Pemuda tersebut juga yang memenuhi keperluan semua perbekalan dan kuda-kuda tunggangan pasukan. Dia juga yang berjaga ketika pasukan yang lain tidur. Terus-menerus, pemuda itu melakukan amalnya sampai pasukan tersebut menghadapi musuh di negeri Romawi.
Suatu hari, sang pemuda pun berkata, “Betapa rindunya aku pada al-ain al-mardhiyyah (nama panggilan untuk bidadari surga).” Abd al-Wahid pun mempertanyakan apa yang dimaksudkan oleh pemuda tersebut.
Mimpi
Sang pemuda kemudian bercerita, tadi ia sempat mengantuk dan tertidur sekejap. Kemudian, ia merasa tiba-tiba seorang laki-laki mendatanginya. Laki-laki itu berkata pada sang pemuda, “Pergilah engkau menuju al-ain al-mardhiyyah.”
Laki-laki itu kemudian membawa sang pemuda menuju sebuah taman yang di dalamnya terdapat sungai yang alirannya terbuat dari air yang tidak berubah bau dan tidak berasa. Di pinggir sungai itu terdapat sekelompok gadis jelita yang memakai perhiasan yang sangat indah.
Ketika melihat kedatangan sang pemuda, gadis-gadis itu menyambutnya dengan ceria dan berkata, “Inilah dia suami al-aina al-mardhiyyah!”
Sang pemuda kemudian mengucapkan salam dan berkata, “Apakah salah seorang di antara kalian ini ada yang bernama al-aina al-mardhiyyah?”
Para gadis itu pun menjawab, “Tidak ada, tetapi kami ini hanyalah para dayang dan pelayannya semata. Berjalanlah terus ke depan maka engkau akan bertemu dengannya.”
Perjalanan sang pemuda terus berlanjut. Ia kemudian menemui banyak taman indah dengan berbagai sungai ajaib dari yang aliran airnya merupakan air susu, khamr, hingga madu yang jernih.
Di tiap taman pun selalu ada para gadis jelita yang makin cantik dengan perhiasan yang makin indah.

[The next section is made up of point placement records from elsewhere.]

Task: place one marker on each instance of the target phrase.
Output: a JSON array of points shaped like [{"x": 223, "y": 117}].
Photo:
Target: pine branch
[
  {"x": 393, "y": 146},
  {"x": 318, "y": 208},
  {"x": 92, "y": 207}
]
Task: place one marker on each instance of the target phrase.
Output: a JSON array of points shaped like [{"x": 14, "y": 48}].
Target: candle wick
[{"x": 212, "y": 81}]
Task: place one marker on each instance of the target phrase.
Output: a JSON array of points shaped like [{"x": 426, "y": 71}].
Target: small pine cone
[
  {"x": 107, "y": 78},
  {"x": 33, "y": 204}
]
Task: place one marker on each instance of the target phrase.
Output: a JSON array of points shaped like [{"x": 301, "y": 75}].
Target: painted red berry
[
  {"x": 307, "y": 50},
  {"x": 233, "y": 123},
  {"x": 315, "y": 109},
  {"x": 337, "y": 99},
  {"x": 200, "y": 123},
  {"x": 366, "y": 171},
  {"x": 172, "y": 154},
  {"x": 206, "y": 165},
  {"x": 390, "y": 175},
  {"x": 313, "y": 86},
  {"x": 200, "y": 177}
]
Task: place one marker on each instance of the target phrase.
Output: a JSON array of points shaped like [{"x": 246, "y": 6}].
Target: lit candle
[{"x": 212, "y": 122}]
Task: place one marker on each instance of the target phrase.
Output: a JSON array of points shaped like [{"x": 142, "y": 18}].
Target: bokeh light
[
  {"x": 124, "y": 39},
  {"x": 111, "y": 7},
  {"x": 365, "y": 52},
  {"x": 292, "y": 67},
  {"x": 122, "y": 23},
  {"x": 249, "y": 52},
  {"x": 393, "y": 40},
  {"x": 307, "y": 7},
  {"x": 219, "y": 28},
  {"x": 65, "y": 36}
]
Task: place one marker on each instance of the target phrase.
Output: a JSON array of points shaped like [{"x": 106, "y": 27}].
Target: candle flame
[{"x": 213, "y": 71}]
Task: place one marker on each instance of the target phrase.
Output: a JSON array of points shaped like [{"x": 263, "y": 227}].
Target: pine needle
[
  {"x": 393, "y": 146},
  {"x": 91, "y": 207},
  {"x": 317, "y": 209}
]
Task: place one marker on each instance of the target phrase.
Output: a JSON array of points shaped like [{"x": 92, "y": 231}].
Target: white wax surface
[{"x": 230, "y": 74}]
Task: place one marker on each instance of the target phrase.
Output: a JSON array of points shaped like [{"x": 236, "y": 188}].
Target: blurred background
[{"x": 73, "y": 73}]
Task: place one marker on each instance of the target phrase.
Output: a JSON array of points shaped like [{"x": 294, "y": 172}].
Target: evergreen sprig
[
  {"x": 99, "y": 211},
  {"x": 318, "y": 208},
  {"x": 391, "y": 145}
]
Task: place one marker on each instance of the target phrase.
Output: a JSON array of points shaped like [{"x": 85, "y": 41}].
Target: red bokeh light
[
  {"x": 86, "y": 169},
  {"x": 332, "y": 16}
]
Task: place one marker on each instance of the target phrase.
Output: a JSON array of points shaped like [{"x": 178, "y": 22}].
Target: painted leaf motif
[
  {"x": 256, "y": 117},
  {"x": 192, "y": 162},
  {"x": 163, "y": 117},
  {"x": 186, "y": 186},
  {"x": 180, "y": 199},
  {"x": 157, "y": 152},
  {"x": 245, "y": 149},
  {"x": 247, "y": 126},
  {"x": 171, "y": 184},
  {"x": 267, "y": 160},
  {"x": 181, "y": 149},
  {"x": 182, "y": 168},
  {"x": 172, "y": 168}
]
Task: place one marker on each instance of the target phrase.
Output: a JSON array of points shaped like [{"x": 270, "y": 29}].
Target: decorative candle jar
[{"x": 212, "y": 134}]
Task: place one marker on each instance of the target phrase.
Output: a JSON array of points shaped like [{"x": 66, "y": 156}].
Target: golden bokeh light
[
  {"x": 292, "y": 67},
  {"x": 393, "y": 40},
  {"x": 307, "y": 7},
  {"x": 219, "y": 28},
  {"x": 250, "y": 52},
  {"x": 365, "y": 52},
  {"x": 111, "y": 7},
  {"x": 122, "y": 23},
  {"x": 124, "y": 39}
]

Namun, tak satu pun dari mereka yang bernama al-ain al-mardhiyyah.
Hingga akhirnya, sampailah ia pada sebuah istana yang terbuat dari mutiara putih. Di depannya ada seorang gadis yang kemudian bertutur pada seseorang, “Wahai, al-aina al-mardhiyyah, ini suamimu telah datang.”

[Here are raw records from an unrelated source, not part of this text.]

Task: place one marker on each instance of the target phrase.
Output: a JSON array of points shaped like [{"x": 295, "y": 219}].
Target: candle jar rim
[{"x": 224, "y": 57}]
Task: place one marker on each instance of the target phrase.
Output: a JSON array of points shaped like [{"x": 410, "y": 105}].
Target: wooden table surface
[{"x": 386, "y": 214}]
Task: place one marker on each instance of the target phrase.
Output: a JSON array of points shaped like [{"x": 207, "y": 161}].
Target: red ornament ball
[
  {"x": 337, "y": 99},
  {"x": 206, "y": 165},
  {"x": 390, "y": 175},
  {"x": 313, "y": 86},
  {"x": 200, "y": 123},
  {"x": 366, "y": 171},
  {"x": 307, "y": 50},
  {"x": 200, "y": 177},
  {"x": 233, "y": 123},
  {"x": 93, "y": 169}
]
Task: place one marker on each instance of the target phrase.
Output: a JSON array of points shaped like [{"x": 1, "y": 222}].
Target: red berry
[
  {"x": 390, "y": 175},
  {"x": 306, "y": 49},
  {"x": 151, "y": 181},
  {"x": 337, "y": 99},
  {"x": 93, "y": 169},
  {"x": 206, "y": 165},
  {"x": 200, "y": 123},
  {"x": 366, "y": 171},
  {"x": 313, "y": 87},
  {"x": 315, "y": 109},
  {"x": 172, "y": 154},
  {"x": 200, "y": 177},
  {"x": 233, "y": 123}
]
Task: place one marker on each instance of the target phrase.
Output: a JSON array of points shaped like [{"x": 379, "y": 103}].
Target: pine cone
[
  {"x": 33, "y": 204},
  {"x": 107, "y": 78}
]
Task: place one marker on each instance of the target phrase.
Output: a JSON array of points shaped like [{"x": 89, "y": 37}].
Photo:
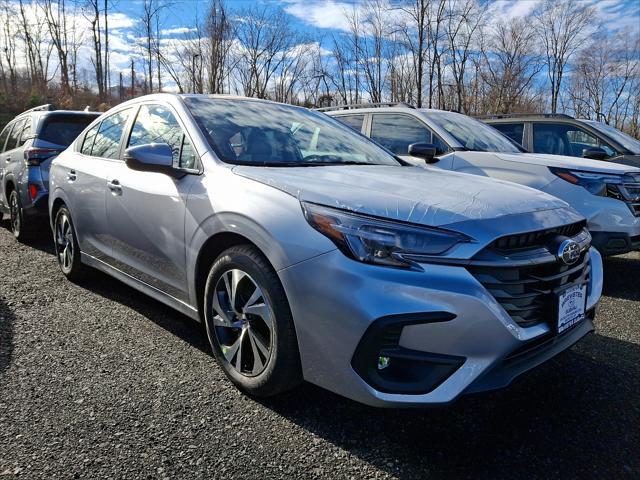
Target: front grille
[
  {"x": 536, "y": 239},
  {"x": 527, "y": 293}
]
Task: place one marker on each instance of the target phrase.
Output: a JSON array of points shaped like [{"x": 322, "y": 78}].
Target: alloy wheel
[
  {"x": 64, "y": 242},
  {"x": 243, "y": 322}
]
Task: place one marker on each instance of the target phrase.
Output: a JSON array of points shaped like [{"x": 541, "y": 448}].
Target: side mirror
[
  {"x": 426, "y": 151},
  {"x": 151, "y": 157},
  {"x": 594, "y": 153}
]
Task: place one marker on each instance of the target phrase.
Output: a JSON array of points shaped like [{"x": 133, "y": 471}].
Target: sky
[{"x": 321, "y": 18}]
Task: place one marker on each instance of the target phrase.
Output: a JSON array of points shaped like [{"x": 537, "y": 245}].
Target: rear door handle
[{"x": 115, "y": 187}]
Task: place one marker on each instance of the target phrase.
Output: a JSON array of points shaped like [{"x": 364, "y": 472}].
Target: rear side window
[
  {"x": 14, "y": 137},
  {"x": 89, "y": 139},
  {"x": 397, "y": 132},
  {"x": 107, "y": 141},
  {"x": 4, "y": 135},
  {"x": 514, "y": 131},
  {"x": 63, "y": 129},
  {"x": 353, "y": 121}
]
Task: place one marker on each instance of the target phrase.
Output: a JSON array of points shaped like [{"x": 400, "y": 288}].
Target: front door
[{"x": 146, "y": 210}]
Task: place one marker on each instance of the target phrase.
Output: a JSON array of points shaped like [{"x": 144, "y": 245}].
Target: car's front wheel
[
  {"x": 66, "y": 245},
  {"x": 249, "y": 323}
]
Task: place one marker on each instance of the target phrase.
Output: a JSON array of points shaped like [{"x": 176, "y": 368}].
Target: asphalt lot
[{"x": 99, "y": 381}]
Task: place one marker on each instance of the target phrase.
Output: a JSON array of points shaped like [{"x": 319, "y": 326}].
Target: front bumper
[
  {"x": 615, "y": 243},
  {"x": 335, "y": 301}
]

Sang pemuda pun mengarahkan pandangannya pada gadis yang bernama al-ain al-mardhiyyah tersebut. Bidadari tersebut sedang duduk di atas ranjang emas dengan mengenakan mahkota yang terbuat dari permata dan mutiara.
Kecantikan sang bidadari membuat sang pemuda takjub, tak bisa berkata-kata lagi. Sang bidadari pun berkata, “Selamat datang, wahai Waliyur-rahman, telah dekat waktu kehadiranmu kepada kami.”
Sang pemuda pun berjalan mendekati bidadari untuk memeluknya, tetapi ditolak. Dengan lembut sang bidadari pun berkata, “Jangan tergesa-gesa, belum tiba waktunya bagimu untuk dapat memelukku. Engkau masih memiliki ruh di dalam jasad maka berpuasalah esok hari, kemudian engkau akan berbuka bersama kami malam harinya.”
Tiba-tiba, sang pemuda pun terbangun dari mimpinya. Saat sedang menceritakan kisahnya tersebut, tiba-tiba datang gerombolan musuh menyerang pasukannya.
Sang pemuda segera bangkit untuk menghadapi serangan tersebut dan berhasil mengalahkan sembilan orang dari pasukan musuh. Hingga saat menghadapi musuh ke-10, sang pemuda itu kalah. Ia mati syahid.
Tubuhnya yang berlumuran darah itu pun telah ditinggalkan oleh ruhnya. Wajahnya menyunggingkan senyuman yang indah. Tampaknya, inilah waktu saatnya bertemu bidadari surga tersebut.